May 27, 2015
Star Trek: Enterprise: "Affliction"
Dr Phlox is kidnapped by aliens in San Francisco. While the Enterprise crew attempt to work out where he has been taken, Phlox finds himself unwillingly forced to help a Klingon scientist find a cure to a virus that is decimating his species.
Given Season 4's ridiculous propensity to indulge in all manner of unnecessary continuity references, I suppose it was only a matter of time before the series tackled Klingon foreheads. In the original Star Trek the Klingons were basically humans with orange-hued make-up and thick black eyebrows. For Star Trek: The Motion Picture, however, they were re-envisaged with thick cranial ridges that remained throughout all of their remaining Star Trek appearances. Some fans - evidently the ones with too much time on their hands - always wanted to know why this change occurred, demanding some in-universe reason to cover the fact that essentially 1980s Star Trek had a lot more money than 1960s Star Trek and could finally do decent prosthetic make-up. By Deep Space Nine they were even making jokes about it, with Worf noting "it is not something we discuss with outsiders". It was a great joke, basically telling the audience "Yes, we know. Stop fussing about it."

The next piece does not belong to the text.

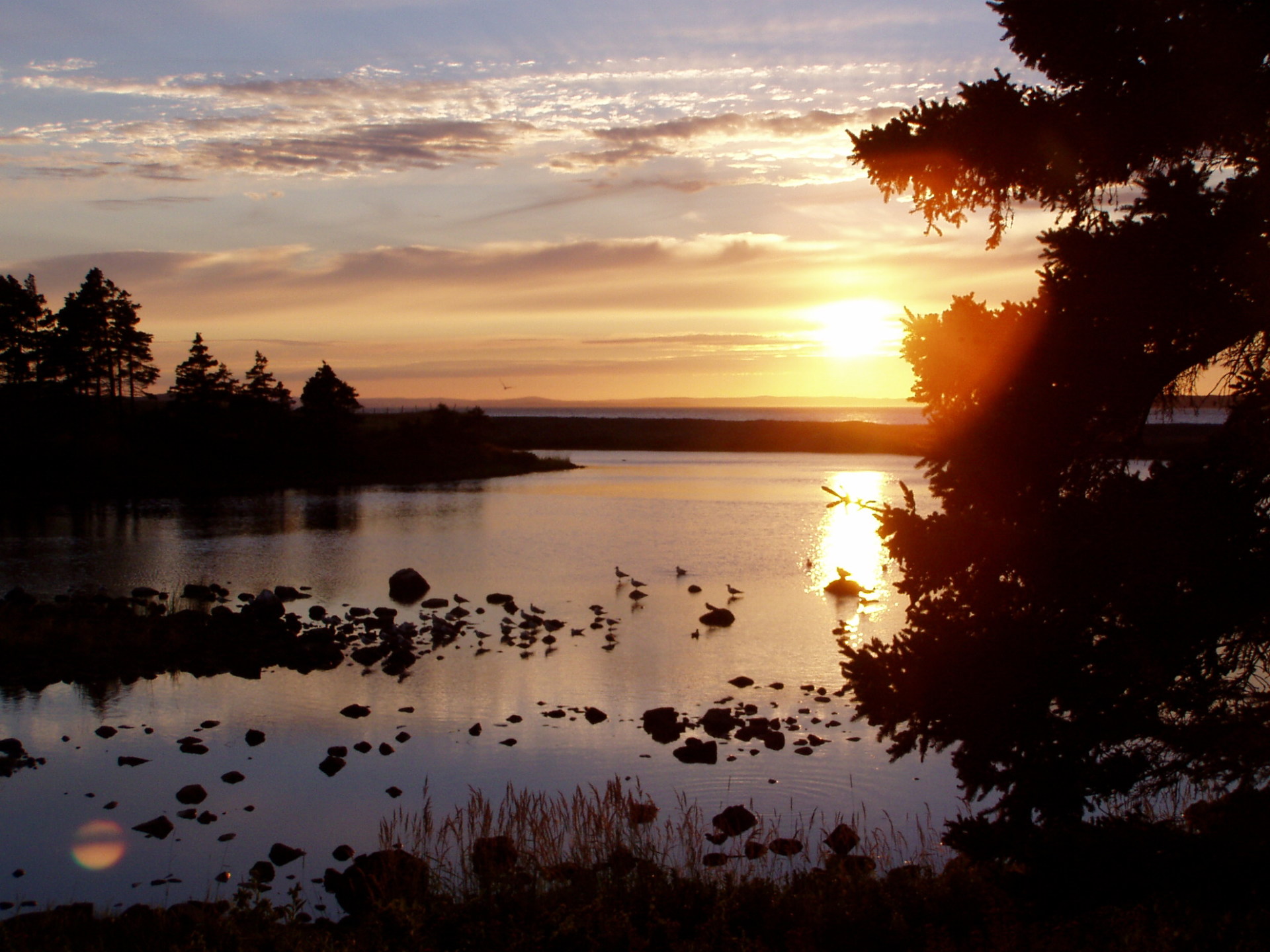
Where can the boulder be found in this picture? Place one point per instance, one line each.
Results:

Well they clearly fussed about it enough, because here we are with an explanation for why 23rd century Klingons have smooth foreheads and 22nd and 24th century Klingons have bumpy heads. It's the answer for which literally no one worth a damn was waiting, and in true Season 4 style it's as complicated as it could possibly be. In short: after seeing the entire crew of a Bird of Prey massacred by two genetically augmented humans earlier in the season, the Klingon Empire used augmented human DNA sourced from that ship in an attempt to create genetically superior Klingons. This experiment went horribly wrong, and the augment DNA got into an alien flu from which one of the test subjects had been suffering, and this augmented super-flu is now killing off all of the Klingons. One of the side-effects of the augmented human DNA is that the Klingon's cranial ridges dissolve, transforming them into the human-like Klingons seen in the original Star Trek.

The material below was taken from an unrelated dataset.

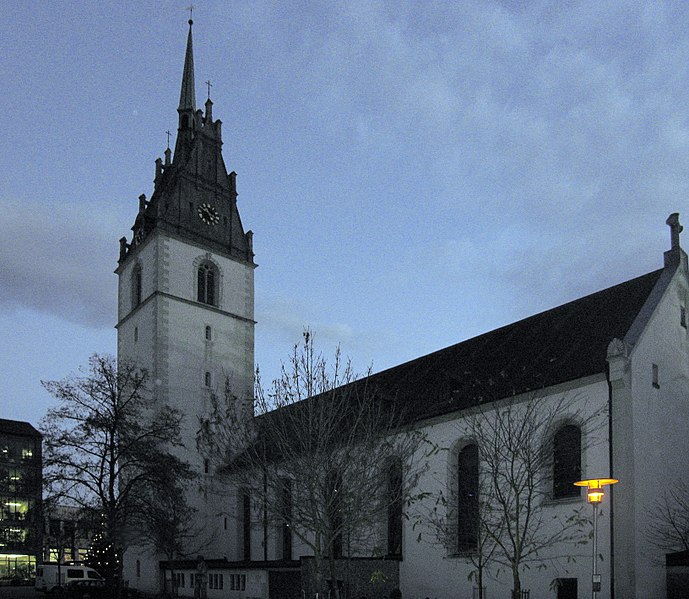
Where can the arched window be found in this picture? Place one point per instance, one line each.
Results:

So, die-hard continuity-obsessives, happy now? I actually wish I had been paying closer attention to this series back in 2005 so that when the fans complained about Paramount's axing of the series and demanded to know why I could have pointed to "Affliction" and shouted: "This; because of shit like this." It takes a particularly sad obsession with back story and continuity to tie the question of Klingon head-bumps into Khan and his genetically-modified army of psychopaths. Khan indeed gets name-checked. So does Arik Soong, ancestor of Commander Data's creator Noonien Soong. The episode even re-introduces Section 31, Starfleet's dodgy-as-hell secret intelligence service, because if there's one thing this episode needed more of it was additional eggs in the pudding.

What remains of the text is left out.